The last week of December saw a 3-year-old starting a fire in the family apartment in the Bronx while playing with the burners on the stove.  (Read Article) The child’s mother found the child and the fire and fled the apartment.  All news reports state that the apartment door did not close and the fire quickly spread into the hall and up the stairwell.  This fire killed 12 people.

The fire marshall explained that the fire spread so quickly because the door did not close. Department of Housing Preservation and Development spokesman Matthew Creegan says that New York City cited landlords over 7,752 times in the last year for violations of the self-closing-door requirement.  It is not known if this was an issue in this fire.

Do you have multi-family units that have doors opening onto a central shared hall?  Do you have any units that have doors that connect the garage to the living space?  Are those doors fire rated and are they self-closing?  Take the time to educate yourself on city codes on your rentals and your own home.  Invest a few dollars to upgrade doors as needed and to upgrade to self-closing hinges where needed.
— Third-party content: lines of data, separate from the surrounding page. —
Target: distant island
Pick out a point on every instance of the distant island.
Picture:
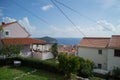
(48, 39)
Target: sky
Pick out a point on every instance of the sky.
(94, 18)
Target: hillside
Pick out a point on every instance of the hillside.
(48, 39)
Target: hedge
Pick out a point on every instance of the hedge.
(34, 63)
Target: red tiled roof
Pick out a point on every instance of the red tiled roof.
(7, 24)
(12, 41)
(94, 42)
(114, 42)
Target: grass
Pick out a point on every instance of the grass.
(10, 72)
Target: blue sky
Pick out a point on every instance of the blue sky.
(99, 18)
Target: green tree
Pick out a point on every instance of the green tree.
(86, 68)
(10, 50)
(54, 50)
(68, 64)
(1, 30)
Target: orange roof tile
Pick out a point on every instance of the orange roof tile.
(12, 41)
(114, 42)
(94, 42)
(7, 24)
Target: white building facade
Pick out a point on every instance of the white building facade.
(104, 52)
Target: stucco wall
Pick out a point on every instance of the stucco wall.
(15, 31)
(43, 56)
(26, 51)
(113, 61)
(92, 54)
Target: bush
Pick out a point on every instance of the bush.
(68, 64)
(116, 73)
(39, 64)
(86, 68)
(95, 78)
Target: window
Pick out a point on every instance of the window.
(117, 53)
(99, 66)
(99, 51)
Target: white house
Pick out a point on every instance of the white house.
(13, 33)
(104, 52)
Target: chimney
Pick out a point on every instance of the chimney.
(3, 23)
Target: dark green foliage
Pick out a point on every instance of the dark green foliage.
(10, 50)
(86, 68)
(54, 50)
(68, 64)
(116, 73)
(39, 64)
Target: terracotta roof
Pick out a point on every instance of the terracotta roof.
(7, 24)
(12, 41)
(114, 42)
(94, 42)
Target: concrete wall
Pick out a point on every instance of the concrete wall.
(15, 31)
(113, 61)
(92, 54)
(43, 56)
(25, 52)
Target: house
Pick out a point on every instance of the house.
(13, 34)
(104, 52)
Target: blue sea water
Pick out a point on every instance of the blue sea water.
(68, 41)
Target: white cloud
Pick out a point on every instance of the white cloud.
(106, 26)
(47, 7)
(8, 19)
(25, 23)
(108, 3)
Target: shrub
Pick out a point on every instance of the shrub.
(86, 68)
(39, 64)
(68, 64)
(116, 73)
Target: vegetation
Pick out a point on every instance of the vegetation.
(54, 50)
(10, 50)
(116, 73)
(86, 68)
(68, 64)
(48, 39)
(10, 72)
(95, 78)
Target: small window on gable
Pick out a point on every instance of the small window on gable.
(99, 51)
(117, 53)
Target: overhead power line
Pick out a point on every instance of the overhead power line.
(88, 18)
(74, 25)
(38, 17)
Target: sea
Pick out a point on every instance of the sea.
(68, 41)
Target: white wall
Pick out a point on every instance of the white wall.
(113, 61)
(26, 51)
(92, 54)
(43, 56)
(15, 31)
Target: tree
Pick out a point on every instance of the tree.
(54, 50)
(10, 50)
(68, 64)
(86, 68)
(1, 30)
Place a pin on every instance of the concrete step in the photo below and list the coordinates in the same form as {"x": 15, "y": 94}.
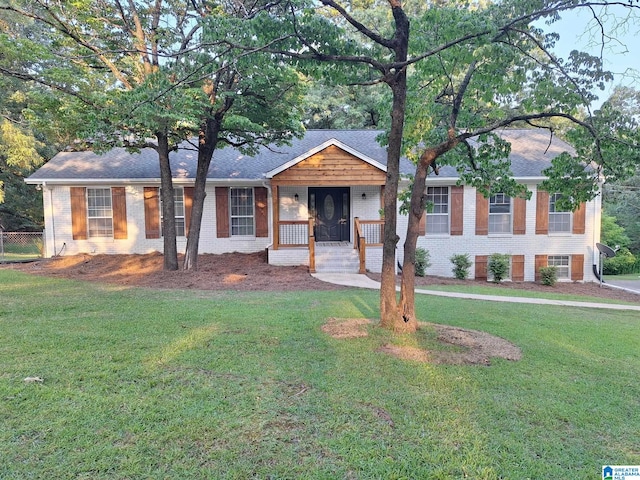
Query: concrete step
{"x": 337, "y": 260}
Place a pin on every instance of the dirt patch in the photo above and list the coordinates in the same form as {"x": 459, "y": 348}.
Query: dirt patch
{"x": 229, "y": 271}
{"x": 346, "y": 327}
{"x": 475, "y": 348}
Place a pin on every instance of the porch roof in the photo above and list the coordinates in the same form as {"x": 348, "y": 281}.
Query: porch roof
{"x": 531, "y": 153}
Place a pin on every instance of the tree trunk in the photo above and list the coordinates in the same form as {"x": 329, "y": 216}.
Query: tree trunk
{"x": 390, "y": 316}
{"x": 168, "y": 205}
{"x": 416, "y": 210}
{"x": 206, "y": 146}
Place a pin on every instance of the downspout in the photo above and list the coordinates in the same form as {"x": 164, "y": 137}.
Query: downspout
{"x": 53, "y": 220}
{"x": 267, "y": 185}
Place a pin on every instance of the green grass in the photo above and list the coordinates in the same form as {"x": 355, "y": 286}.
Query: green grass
{"x": 200, "y": 385}
{"x": 476, "y": 289}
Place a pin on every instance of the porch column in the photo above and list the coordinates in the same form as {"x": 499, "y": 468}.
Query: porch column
{"x": 275, "y": 208}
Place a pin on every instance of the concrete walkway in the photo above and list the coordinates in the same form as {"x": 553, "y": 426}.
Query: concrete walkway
{"x": 362, "y": 281}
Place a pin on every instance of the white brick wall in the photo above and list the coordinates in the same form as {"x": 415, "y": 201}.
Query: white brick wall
{"x": 441, "y": 247}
As you install fire rated doors and installing the self-closing features, document every installation with receipts, photos and possibly a document signed by the contractor that does the install.  Educate the occupants of the house on why the doors self-close and provide an easy option they could use to hold the door open temporarily if they are moving in or moving out or carrying in groceries.  And add to your periodic checklist to confirm the doors work as designed.  Then if there is fire as there was in the Bronx you as the owner of the property can prove that you did everything you could to make sure the doors worked.

We also suggest having a brochure or flyer on the reasons for the self closing door and the tenant’s responsibility to make sure it does not get broken as well as having a specific clause or document in your lease that your tenant must sign that states they understand there is a self-closing door in the unit and it is their responsibility to keep it in good working order.